Woke up this morning to the news that Iran practiced shooting missles, some of which could potentially be armed with nuclear warheads and aimed at Israel. Or other places within a thousand miles--take your pick. There was a frantic edge, a danger sign flashing, red lights going in the news report--World War III gasped with the comment we are not ready.
But through the discussion with Obama on the TODAY show on NBC, someone else mentioned that Iraq has had this capability for quite a while....
I am deeply concerned at the growing hyperbole of war. Again. The cynic in me truly believes much of this is being trotted out to keep the American people afraid, and to sway the election in November.
But I also have my head above the sand, and firmly believe that the current administration has so totally screwed things up that we will be decades undoing the damage done. Politically. Environmentally. Socially.
We have a lot of work ahead of us.
Part of that work includes being grounded--doing those things which give us life and feed our souls. If we forget to do those things, we will have no life to share.
And part of that, for me, is playing with water and dirt. Growing living things. But our yard is really quite tiny--maybe 15 by 20 feet, at the very most--you know, a city yard.
This is our yard, almost all of it, with our screen tent because we have no screen porch.
Last night, eating dinner in our little city backyard, I relished the smell of an Easter lily that has finally bloomed--Imagine!
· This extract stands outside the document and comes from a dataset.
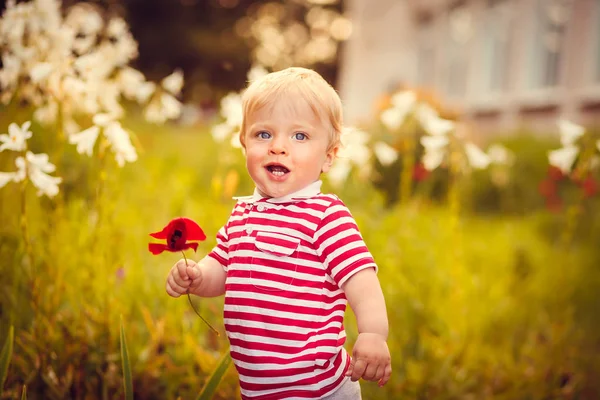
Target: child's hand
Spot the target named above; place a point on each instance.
(183, 278)
(371, 359)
An Easter lily in mid-July!! Purple, pink, white with its incredible sex-parts all hung out and waving around. I love God's imagination.
Being from the west--I cannot describe the elation and wonder and awe I feel at seeing lilies growing in yards.... not exotica, but part of a common landscape.
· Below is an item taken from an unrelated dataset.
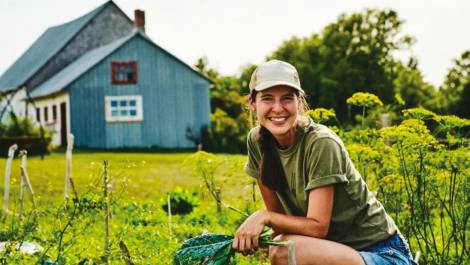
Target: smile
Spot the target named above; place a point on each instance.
(277, 119)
My first spring and summer in this house, I did not recognize all the plants and growing things. I did not know what to call them--they had no place in the catalog of my head. So I let everything grow--just grow to see what they were and what they did and what they asked of me, their caretaker.
One plant had huge plain leaves, gorgeous bright berries that stained my fingers blue. Joel called it ink-berry, and recalled childhood games of staining his skin--making tatoos, but that this plant grows wild and is nasty--that I should cut it down and out while I had the chance. I didn't listen. It was one of the few growing things.... you know what I mean? And I had nurtured this one plant --it must have been nine feet tall.
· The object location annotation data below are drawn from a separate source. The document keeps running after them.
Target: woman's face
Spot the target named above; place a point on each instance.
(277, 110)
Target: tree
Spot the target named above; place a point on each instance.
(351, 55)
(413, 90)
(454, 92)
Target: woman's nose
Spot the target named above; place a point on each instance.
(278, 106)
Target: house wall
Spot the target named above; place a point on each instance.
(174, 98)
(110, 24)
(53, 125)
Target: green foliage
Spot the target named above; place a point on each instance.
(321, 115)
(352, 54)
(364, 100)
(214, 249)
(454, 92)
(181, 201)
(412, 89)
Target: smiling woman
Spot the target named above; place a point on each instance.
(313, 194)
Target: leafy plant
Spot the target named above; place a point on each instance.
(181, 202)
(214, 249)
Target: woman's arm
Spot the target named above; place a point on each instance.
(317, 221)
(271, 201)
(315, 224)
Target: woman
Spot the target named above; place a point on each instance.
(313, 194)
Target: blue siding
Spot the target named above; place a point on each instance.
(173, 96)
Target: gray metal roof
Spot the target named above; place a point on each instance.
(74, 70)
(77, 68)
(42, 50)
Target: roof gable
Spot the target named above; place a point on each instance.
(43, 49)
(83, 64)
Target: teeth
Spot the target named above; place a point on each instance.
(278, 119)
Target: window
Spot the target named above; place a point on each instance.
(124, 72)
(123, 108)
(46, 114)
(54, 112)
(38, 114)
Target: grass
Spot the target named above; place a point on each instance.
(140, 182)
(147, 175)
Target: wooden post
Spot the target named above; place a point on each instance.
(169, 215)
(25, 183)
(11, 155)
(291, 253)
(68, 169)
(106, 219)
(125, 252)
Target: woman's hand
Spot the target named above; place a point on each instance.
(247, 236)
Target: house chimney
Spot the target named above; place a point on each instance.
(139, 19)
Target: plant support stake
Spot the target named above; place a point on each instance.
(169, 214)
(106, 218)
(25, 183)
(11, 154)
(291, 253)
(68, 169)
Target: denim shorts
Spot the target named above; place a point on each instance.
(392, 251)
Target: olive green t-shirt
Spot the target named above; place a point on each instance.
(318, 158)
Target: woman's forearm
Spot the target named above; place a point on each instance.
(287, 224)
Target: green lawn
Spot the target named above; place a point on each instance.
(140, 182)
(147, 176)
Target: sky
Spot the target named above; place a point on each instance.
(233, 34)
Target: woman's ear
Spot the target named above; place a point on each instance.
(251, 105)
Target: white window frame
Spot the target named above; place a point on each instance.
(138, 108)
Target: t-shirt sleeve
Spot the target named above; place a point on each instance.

One afternoon, we had a Vestry get-together at our house, partners/spouses included. And a gentle man--who LOVES to garden (and has a garden to die for), opened the back door to go in to the backyard, and with the door only half opened, he turned around with this horrified look on his face. Margaret --he said, that's POKE WEED! You are growing a HUGE WEED in your backyard.
And so I was.
Well, this weed and I, which I have discovered is indeed a very agressive and messy plant, not one I would choose to live with--we have come to an agreement. It can grow all it wants to on the otherside of the fence, in the alley. I like the birds its clusters of berries attracts, the shape of its broad leaves, the wonder at its hollowish bamboo like stems. I do not like it over-shadowing all else. Because certainly, my July-blooming lily would not survive next to it.
But I have discovered that there is no room for it and all the other treasures which have found a home in my very small little yard.
And I know deep in the heart of this, there is a parable. Weeds. Missles. Lilies. It's all there.